The ‘Bingo' Heiress's Fantastical Duplex
New York magazine|September 13 - 26, 2021
With its Fragonard staircase, koi-pond bathroom, and rodeo-themed kitchen, Gail Ann Lowe Maidman’s apartment is like nothing else on the Upper East Side. Or anywhere else, really.
WENDY GOODMAN

THE WALK-THROUGH MIRROR A section of the wall swivels open between the library and the living room.

THE GOTHIC LIBRARY Gail Maidman was careful to work with artisans and companies she felt were in keeping with her values. After turning down an Austrian company because of that country’s cooperation with Nazis, she chose an Irish firm to make the stained-glass windows in the library. “They were on her own approved list of countries who were good to the Jews,” her daughter, Starr Kempin, explains.

THE LIVING ROOM Gail called the pair of goddess-head seats her “fertility chairs,” Starr says. “If someone was having a fertility issue, she would make them sit in them.”THE KITCHEN The western-themed kitchen was inspired in part by the set of Agnes de Mille’s ballet Rodeo. Jim Digregorio, who installed much of the kitchen, says Gail came to him and announced, “I want this kitchen to look like a small town in Texas.” He recalls that some of the wood he used came from the Ralph Lauren store on 72nd and Madison. “It was part of a window display. She was passing by as they were disposing of it, and she said she would take it.”

ON A WELL-MANNERED block of the Upper East Side, lined with the sort of nondescriptly elegant limestone buildings that seem to value discretion above all else, there was, invisible to passersby, a fabulous secret. Nothing untoward, just unexpected. It was Gail Ann Lowe Maidman’s wonderland, a 14-room, exuberantly theatrical duplex that she obsessively worked and reworked over the years into something astonishing—unlike any other apartment I’ve ever visited—so personal, and peculiar, that I couldn’t get it out of my head once I’d seen it. I wanted to know who Gail was and what drove her to do this.

“My mother always wanted to be an actress,” her daughter, Starr Kempin, told me, sitting in the gothic library of the apartment, which she inherited after her mother’s death in 2016 but only recently took possession of. “She went to the American Academy of Dramatic Arts, but my grandfather didn’t approve, so he made her work in his office.” Later in life, though, in this apartment, Gail was the star.

Gail was born to a prosperous and striving New York family. Her father, Edwin S. Lowe, had immigrated to the U.S. from Poland in 1928. The eldest son of a Hasidic rabbi, he was a traveling salesman during the Depression. It was on one of his stops, at a small-town carnival in Georgia, that the seed of his fortune was planted when he noticed a crowd gathered around a game of Beano, in which the caller shouted out numbers and players filled in their cards. Intrigued by the players’ fervor, Lowe tried out the game at home; in the thrill of winning, a woman in the group yelled “Bingo!” instead of “Beano.” He got the idea to market the game commercially and asked a mathematician from Columbia University to come up with 6,000 new Bingo cards, all with nonrepeating number combinations. (According to the book A Toy Is Born, by Marvin Kaye, the mathematician then lost his mind.)

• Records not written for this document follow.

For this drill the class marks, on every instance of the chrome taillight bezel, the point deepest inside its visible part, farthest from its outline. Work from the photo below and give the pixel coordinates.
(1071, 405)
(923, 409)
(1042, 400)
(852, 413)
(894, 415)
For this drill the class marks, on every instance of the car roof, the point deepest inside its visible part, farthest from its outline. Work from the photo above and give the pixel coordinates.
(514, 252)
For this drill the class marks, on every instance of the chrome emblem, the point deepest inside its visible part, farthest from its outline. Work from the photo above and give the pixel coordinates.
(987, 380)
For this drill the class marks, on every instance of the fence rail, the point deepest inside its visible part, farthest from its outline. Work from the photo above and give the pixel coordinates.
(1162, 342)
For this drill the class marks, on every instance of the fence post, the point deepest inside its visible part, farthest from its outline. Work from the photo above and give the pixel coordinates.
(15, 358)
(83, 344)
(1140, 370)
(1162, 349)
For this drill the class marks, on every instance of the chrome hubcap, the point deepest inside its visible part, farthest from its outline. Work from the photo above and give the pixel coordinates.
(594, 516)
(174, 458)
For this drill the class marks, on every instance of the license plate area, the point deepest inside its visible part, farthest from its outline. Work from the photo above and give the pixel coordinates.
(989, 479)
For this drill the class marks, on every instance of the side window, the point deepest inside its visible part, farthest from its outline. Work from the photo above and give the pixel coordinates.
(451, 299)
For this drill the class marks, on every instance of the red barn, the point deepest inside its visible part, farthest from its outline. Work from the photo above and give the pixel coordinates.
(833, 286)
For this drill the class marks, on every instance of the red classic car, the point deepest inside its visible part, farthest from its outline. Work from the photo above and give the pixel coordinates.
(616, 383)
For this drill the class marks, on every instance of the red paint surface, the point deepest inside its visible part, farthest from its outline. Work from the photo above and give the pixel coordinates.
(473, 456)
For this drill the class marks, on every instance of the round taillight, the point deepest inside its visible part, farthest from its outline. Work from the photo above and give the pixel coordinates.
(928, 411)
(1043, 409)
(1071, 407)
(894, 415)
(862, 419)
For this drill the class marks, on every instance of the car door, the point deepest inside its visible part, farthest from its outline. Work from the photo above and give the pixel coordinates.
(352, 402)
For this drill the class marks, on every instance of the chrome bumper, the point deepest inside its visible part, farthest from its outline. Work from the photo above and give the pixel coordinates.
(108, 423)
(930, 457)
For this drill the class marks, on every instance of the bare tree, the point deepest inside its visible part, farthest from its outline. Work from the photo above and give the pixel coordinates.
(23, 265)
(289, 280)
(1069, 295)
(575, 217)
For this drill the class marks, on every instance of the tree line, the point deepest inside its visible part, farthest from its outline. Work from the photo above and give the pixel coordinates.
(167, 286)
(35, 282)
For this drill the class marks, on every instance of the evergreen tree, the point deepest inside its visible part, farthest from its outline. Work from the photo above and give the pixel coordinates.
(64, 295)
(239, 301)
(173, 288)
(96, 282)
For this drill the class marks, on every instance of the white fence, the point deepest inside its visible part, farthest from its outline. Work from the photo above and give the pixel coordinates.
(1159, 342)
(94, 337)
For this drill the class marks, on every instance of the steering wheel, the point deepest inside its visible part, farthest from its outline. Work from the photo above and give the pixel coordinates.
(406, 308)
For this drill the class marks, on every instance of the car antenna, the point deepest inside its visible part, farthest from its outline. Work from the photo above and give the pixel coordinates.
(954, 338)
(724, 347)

But Bingo wasn’t Lowe’s only jackpot. As family lore has it, he was invited on a yacht by a couple who entertained their guests with what they called the Yacht Game, which used handmade score cards. The wife came to Lowe’s office and asked him to make 1,000 game cards to give to friends; in return, she agreed to Lowe’s request for the rights to market the game commercially. He changed the name to Yahtzee and—bingo!—the rest is history. Lowe sold his company to Milton Bradley in 1973 for $26 million (about $160 million today) and went into real estate. And although he also dabbled in the theater, producing A Talent for Murder with Claudette Colbert on Broadway in 1981, he was not very supportive of his daughter’s stage dreams.

According to her daughter, Gail used to make prank calls in a Yiddish accent to her father’s office manager, pretending to be a disgruntled customer who had purchased a faulty Mahjongg set. “My mom just tortured this man,” says Starr. Eventually, her fake customer was passed on to her father to placate, and, according to her daughter, she would pry into his romantic life. But her father and the fake-voice character became friends. Finally, after seven years, she revealed that she was the annoying lady.

As we talk, Starr points out the portrait of her paternal great-grandfather over the fireplace. He is dressed like an Edwardian gentleman, complete with top hat, but as in so many family histories, liberties had been taken. “He was actually a Hasidic rabbi,” Starr explains. “I always say my grandfather secularized him. He wore a shtreimel and had a white beard, but my grandfather, who became a very secular Jew, had his portrait painted like that.”